Tip 1: When studying a “physical” science, think through all of its biological applications.

For example, let’s use reduction and oxidation. We know that LEO the Lion says GER (the Loss of an Electron is Oxidation and the Gain of an Election is Reduction). Therefore, when a metal is losing or gaining electrons, it’s either getting oxidized or reduced, respectively.

Don’t stop there. The ReDox that occurs in the Electron transport chain, with NADH losing an electron to the ETC and getting—you guessed it—oxidized, is the exact same concept. NAD+ is the product of the oxidation of NADH, just as Ag+ is the oxidized product of Ag. It’s the exact same science. So, don’t get thrown off by the fact that you learned it in two different places.

Tip 2: There are a finite number of scientific facts.

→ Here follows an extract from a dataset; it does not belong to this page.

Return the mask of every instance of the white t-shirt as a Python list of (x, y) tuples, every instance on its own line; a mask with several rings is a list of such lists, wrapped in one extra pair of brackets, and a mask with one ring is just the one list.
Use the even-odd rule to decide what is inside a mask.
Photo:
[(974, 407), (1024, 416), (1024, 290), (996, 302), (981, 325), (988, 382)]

There is some truth in the claim that most of biology is rooted in chemistry and physics. Take proteins for example. We think of them as biological molecules because they serve such a prominent role in the body. In reality, they are nothing more than a very specific structural arrangement of carbon, nitrogen, oxygen, hydrogen, and sometimes sulfur.

The way in which they are bonded to each other is through a bonding orbital—just like the ones you learned about in general chemistry. They fold into specific shapes because of attractions and repulsions of the amino acids in their sequence. Those are the same attractions and repulsions seen in chemistry. The proteins themselves are coded from RNA, which is coded from DNA. RNA and DNA are just chemical molecules with the same properties you learned about in chemistry.